I refrained from commenting on it too much online, because it wasn't so much of a privacy issue as a social experiment on myself. If you go online (and you already are, i assume) you'll see pundits arguing against facebook for reasons ranging from how much of a waste of time it is, to how creepy it is to give random faceless company all this information to all the privacy concerns that go with a central network with poor security and designed to distribute rather than secure information. This was not the reason why i quit; i felt like facebook was taking the place of better things in my life. So, i gave it a couple of weeks to see how things changed, and to comment on it without the accusations of "you only left because you're a paranoid privacy freak".

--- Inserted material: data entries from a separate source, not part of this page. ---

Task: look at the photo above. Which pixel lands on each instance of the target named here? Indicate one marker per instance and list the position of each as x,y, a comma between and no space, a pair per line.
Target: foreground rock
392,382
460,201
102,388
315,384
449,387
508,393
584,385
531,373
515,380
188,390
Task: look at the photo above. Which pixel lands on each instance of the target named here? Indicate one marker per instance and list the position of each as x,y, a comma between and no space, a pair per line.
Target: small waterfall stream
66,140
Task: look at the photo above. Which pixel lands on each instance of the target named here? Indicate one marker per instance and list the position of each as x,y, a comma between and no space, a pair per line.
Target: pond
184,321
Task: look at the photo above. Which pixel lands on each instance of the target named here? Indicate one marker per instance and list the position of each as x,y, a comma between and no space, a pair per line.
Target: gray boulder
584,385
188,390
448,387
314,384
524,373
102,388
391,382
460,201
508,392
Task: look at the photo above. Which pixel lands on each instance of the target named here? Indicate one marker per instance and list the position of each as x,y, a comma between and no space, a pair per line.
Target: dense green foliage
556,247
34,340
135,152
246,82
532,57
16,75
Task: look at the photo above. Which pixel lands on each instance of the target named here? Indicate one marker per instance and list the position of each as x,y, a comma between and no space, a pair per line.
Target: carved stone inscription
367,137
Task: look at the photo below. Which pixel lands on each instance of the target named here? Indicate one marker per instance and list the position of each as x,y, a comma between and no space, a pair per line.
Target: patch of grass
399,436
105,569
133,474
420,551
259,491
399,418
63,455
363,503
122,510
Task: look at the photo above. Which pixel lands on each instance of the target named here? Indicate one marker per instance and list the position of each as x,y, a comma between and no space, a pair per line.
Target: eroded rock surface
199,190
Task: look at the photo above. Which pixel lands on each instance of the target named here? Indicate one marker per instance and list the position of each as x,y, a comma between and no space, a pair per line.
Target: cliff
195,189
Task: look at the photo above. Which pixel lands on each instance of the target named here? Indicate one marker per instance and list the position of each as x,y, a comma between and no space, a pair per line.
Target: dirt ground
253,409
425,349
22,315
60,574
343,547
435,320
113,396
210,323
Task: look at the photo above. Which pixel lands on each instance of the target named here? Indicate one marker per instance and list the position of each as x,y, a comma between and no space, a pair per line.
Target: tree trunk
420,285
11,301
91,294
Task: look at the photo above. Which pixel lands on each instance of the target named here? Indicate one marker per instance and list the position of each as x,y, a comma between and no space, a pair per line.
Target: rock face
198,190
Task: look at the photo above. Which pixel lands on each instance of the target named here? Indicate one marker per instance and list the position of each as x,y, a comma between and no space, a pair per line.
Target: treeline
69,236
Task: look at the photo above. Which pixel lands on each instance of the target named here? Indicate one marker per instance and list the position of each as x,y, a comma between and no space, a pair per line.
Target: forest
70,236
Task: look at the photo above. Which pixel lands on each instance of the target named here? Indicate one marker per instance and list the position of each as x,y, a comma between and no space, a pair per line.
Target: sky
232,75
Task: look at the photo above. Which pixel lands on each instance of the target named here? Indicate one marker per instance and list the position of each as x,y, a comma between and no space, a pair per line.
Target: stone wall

If you compare how people communicated before Facebook came around and what people consider communication today, things have clearly changed. I'm not talking about the 140 character limits twitter imposes either. My facebook network had some several hundred people in it, many of whom i met randomly, and decided to keep very loose contact with. Instead of making a point to see them now and then, i got more and more focused to commenting and sharing random activities via the platform. When you consider how much mental overhead a single sarcastic facebook comment or post can take up, you have thirty light conversations all running in the background, and they come in via a torrential feed that bombards you with new messages all the time, it gets pretty hectic. It is nice to be able to interact with people you wouldn't otherwise get a chance to stay in contact with so easily, but that's the crux of the problem. All this mental overhead takes time away from staying in touch with the people closer to you. It's also much harder to shut off the flow when it becomes a habit. If i have things to do at home, as long as i don't nip over to the pub for a few beers, i won't be distracted by a constant flow of social information. But when i have a facebook account, it's habit to walk past my laptop, open up a new tab and kill another ten minutes replying to comments. Then when i try to talk to my family or close friends, i don't have the energy left to make a real conversation out of, especially one that doesn't resemble these shallow facebook conversations.

Now that i've gone for two weeks without a facebook account, somehow my life is more bearable. I reckon i'm still easy to find; i still have an Identi.ca and linkedin, and a simple duckduckgo (or google if you're still using that) of my name will tell you pretty much everything you need to know to get in contact with me. But now i have time to actually take things off my todo list, and i can be social without a guilty conscious that i've forgotten to do something, or i'm missing out on a conversation elsewhere.

If you're wondering if you should just never log in anymore or if you should go through the trouble to delete your account, take this into account. If the privacy does bother you at all, you might argue "Facebook has all your information anyways". But consider this, if you delete your account, they won't get any new information, and over time, the info they have on you becomes less and less valuable. I recommend deleting it, if you want to go down that route.